En la conferencia mañanera del lunes, el presidente Andrés Manuel López Obrador calificó como un “despropósito” que se compare el movimiento de 1968 con la actual inconformidad de estudiantes y profesores del CIDE con la imposición de un director en la institución.

“No se miden”, dijo el mandatario, en respuesta a un grupo de académicos, escritores y periodistas –entre ellos mi compañero de páginas Leo Zuckermann– que han criticado la cerrazón de la directora del Conacyt a dialogar con esa comunidad académica.

No he leído todos los artículos que se han publicado sobre el tema, pero sí la columna de Zuckermann –a quien el Presidente mencionó por su nombre–, aparecida el mismo lunes en Excélsior. En su texto dice que la ofuscación respecto del CIDE le recuerda la “sordera” del gobierno de Gustavo Díaz Ordaz para dialogar con el movimiento estudiantil de entonces. Y aclara que aquella situación “es muy diferente a la de hoy”, pues “tenemos, todavía, un gobierno democrático”. Es decir, no estaba aludiendo a la represión ocurrida en la Plaza de las Tres Culturas ni comparando a Díaz Ordaz con López Obrador.

Sobre este punto es importante decir que los terribles hechos de 1968, igual que los de 1971, no se dieron por generación espontánea. Fueron resultado de una serie de decisiones y omisiones en torno de las comunidades estudiantiles, un grupo social muy sensible al autoritarismo.
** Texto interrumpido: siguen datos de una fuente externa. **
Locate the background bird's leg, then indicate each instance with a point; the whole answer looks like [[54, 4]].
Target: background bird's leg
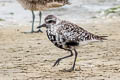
[[71, 69], [40, 16], [33, 14], [59, 59]]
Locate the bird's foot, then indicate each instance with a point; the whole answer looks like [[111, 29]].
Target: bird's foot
[[68, 70], [57, 62], [33, 32], [39, 31]]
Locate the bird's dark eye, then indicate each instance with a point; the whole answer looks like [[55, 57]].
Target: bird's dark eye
[[51, 21]]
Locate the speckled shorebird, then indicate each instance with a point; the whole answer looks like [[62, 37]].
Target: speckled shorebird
[[40, 5], [68, 36]]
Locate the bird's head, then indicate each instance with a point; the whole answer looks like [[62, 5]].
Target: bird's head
[[50, 20]]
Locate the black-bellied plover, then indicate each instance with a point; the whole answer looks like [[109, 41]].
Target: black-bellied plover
[[68, 36], [40, 5]]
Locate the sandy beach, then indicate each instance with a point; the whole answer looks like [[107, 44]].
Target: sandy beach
[[31, 56]]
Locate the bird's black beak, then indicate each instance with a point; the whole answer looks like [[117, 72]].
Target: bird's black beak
[[43, 25]]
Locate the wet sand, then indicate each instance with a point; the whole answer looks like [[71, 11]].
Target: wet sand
[[31, 56]]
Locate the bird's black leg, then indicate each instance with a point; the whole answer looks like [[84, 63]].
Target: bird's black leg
[[33, 14], [40, 16], [71, 69], [59, 59]]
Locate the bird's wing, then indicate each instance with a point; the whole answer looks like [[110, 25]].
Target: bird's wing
[[73, 33]]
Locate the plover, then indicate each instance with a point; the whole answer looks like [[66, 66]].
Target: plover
[[40, 5], [68, 36]]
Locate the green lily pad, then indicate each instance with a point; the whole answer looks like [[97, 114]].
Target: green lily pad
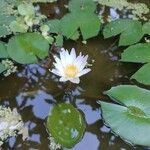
[[66, 125], [27, 48], [146, 28], [2, 68], [26, 9], [3, 50], [130, 30], [131, 119]]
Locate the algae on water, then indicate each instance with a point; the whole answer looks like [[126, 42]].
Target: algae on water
[[11, 124]]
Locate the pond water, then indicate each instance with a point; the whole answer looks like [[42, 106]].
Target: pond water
[[33, 90]]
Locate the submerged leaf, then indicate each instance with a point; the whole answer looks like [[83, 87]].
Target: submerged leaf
[[130, 119], [66, 125]]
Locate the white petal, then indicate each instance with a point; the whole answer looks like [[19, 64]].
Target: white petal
[[63, 57], [63, 79], [78, 60], [56, 72], [85, 71], [83, 63], [73, 54], [75, 80]]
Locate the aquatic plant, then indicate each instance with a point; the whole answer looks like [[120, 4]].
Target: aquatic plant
[[130, 119], [66, 124], [69, 66], [11, 124]]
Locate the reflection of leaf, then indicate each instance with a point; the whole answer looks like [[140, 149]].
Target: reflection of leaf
[[143, 75], [5, 17], [131, 120], [66, 125], [139, 53], [25, 48], [130, 30]]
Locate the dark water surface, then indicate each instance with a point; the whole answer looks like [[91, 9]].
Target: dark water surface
[[34, 91]]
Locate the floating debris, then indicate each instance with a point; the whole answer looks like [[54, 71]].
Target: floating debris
[[11, 124]]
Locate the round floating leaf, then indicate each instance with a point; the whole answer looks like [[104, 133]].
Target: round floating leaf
[[66, 125], [131, 119], [26, 9], [25, 48], [139, 53], [130, 30]]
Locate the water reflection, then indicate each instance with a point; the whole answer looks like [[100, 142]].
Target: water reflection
[[34, 91]]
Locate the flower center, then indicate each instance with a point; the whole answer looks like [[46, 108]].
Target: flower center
[[71, 71]]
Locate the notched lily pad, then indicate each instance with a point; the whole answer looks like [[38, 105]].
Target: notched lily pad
[[66, 125], [131, 119]]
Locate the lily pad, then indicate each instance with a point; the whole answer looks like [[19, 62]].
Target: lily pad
[[3, 50], [66, 125], [27, 48], [130, 30], [130, 119]]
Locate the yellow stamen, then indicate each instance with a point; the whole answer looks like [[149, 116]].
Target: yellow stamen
[[71, 71]]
El movimiento estudiantil de 1968 comenzó más de dos meses antes de su desenlace trágico en Tlatelolco. El gobierno de entonces no fue sensible a la inconformidad social que hizo de fermento de las movilizaciones estudiantiles y cometió el error de querer resolver un pleito entre dos escuelas con una incursión de granaderos. Ése fue el punto de arranque del movimiento: el 23 de julio de 1968, unos 200 antimotines de la policía capitalina irrumpieron con violencia en las instalaciones de la Voca 5 del Politécnico, cerca de la Ciudadela, luego de una pelea callejera entre estudiantes de ese plantel y de la escuela privada Isaac Ochoterena, incorporada a la UNAM. 

En respuesta a esos hechos, la Federación Nacional de Estudiantes Técnicos convocó a una manifestación para el 26 de julio, fecha en que se conmemoraba el 15 aniversario del asalto al Cuartel Mocada, hecho emblemático de la Revolución Cubana, con la que simpatizaban muchos estudiantes.

Ante la confluencia de dos marchas, una para protestar por los hechos de la Ciudadela y otra para apoyar al régimen de La Habana, el gobierno sacó de nuevo a los granaderos a la calle. La represión de ese día provocó lesiones a medio millar de jóvenes.

A partir del ahí, la inconformidad fue imparable. La falta de castigo a la actuación policiaca sirvió de catalizador para movilizar a miles de estudiantes. La cerrazón de la autoridad y su flagrante incompetencia para resolver un problema muy concreto se convirtió en un reto al Estado, que el gobierno diazordacista no supo enfrentar de otra manera que con la violencia.

Algo semejante pasó en 1971. La marcha del Jueves de Corpus, atacada por un grupo paramilitar, se había convocado para apoyar a los estudiantes de la Universidad de Nuevo León, en la que –igual que sucede hoy en el CIDE– se había impuesto a su máxima autoridad. En marzo de ese año, el gobernador del estado, Eduardo Elizondo, promovió una ley que centralizó el control de la casa de estudios y cuya promulgación implicó la destitución de Héctor Ulises Real, un rector apoyado por la comunidad, y su sustitución con el médico militar Arnulfo Treviño Garza. La inconformidad estudiantil se salió de control y tanto Elizondo como Treviño renunciaron a sus cargos. Pero ya era tarde. La represión del 10 de junio de 1971 se convirtió en la señal que muchos jóvenes necesitaban para concluir que el régimen del presidente Luis Echeverría no era serio en sus promesas de apertura democrática y se lanzaron en la aventura desesperada de la guerrilla, que se nutrió de estudiantes de la Universidad de Nuevo León.

La historia muestra que jugar con la inconformidad de los universitarios es jugar con fuego. El gobierno todavía está a tiempo de abjurar de sus prejuicios hacia la educación superior y respetar la diversidad de opiniones que debe existir en toda sociedad democrática.